Impunity and the Rule of Law in Nigeria: Why The Police Cannot Arrest Person in Place of Another

Introduction:

By section 4 of the Police Act, the Nigerian Police derives its power to arrest and detain offenders of the law or those who are reasonably suspected to have committed an offence.

It is equally clear that the Nigerian Police has the power to arrest, interrogate and detain suspects in connection to a crime. This goes to explain that the power of the police to incarcerate offenders is statutory and established.

Importantly, this statutory provision of the power of the police to arrest offenders has received judicial encomium on several occasions. In Dokubo Asari v. Federal Republic of Nigeria (2007) JELR 54962 (SC), the Supreme Court held that:

“The power of arrest of suspected offenders is vested in the police and no one can take it away from them. This general power invested in the police to arrest and detain suspected criminals is statutory.”

Also, in Igweokolo v. Akpoyibo & Ors (2017) LPELR-41882 (CA) the Court of Appeal held as follows:

“By all odds, the police has the statutory power to investigate, arrest, interrogate, search and detain any suspect.” See again, Isiaka Adeboye & Ors v. Saheeto International Limited & Ors (2019) LPELR-46752(CA).

Flowing from the foregoing, the Nigerian Police enjoys both statutory and judicial backing in the exercise of its power to arrest offenders and suspects.
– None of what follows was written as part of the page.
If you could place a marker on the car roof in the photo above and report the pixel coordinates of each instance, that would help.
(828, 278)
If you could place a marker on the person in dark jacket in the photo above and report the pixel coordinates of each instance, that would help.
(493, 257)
It must be stated, however, that the exercise of this power must be done properly and lawfully. The statutory bestowment of the power on the police is not an absolute right to arrest persons without caution. Where such power is not exercised lawfully, it stands the risk of being condemned by the Court.

Thus, in Igweokolo v. Akpoyibo & Ors (2017) LLPELR-41882 (CA), the Court held that the power of arrest, detention and interrogation must be exercised by the police in accordance with the law. In the words of the learned Justice Onigbanjo of the Lagos High Court:

“By all odds, the police has the statutory power to investigate, arrest, interrogate, search and detain any suspect. The only qualification is that the power must be exercised in accordance with the law”
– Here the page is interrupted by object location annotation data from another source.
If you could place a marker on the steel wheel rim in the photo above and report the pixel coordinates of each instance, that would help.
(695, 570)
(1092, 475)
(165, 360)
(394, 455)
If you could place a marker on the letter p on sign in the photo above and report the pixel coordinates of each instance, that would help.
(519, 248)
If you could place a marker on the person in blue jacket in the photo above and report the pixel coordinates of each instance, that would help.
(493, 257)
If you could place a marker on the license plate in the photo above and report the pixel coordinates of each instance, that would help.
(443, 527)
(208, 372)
Furthermore, in Falade v. Attorney General of Lagos (1980) 2 NCLR 771, the Court held that no Court would fold its arms to see the police act beyond the power conferred on them by the law. In the words of the Court:

“The court is always ready and will be quick to give reliefs against any improper use of power of the police”

Similarly, in Sunday Jimoh v. Attorney General of the Federation (1998) HRL RA 513 at 515 , the Supreme Court quipped:

“Those who feel called upon to deprive other persons of their personal liberty in the discharge of what they consider their duty should strictly observe the terms and rule of law.”

Substitutional Arrest: The Law Proper

Substitutional arrest is the arrest of one person in lieu of another. It occurs when a person who has not committed or has not been alleged of committing any offence is arrested because their friend or relative who is alleged of committing an offence cannot be found by the police.

The rationale for this is that when an offender’s relative, especially father or mother, is arrested, such person will be left with no choice than to come out of their hiding place.

In Anogwie & Ors v. Odom & Ors (2016) NGCA 90, the Appellants were arrested by the police and detained for over three weeks on allegations of conspiracy to commit fraud, fraud and stealing.

In truth, all that happened was that the first respondent was owed a debt by the appellants. The police used force to make the appellant pay the debt, using detention as the propeller for the payment.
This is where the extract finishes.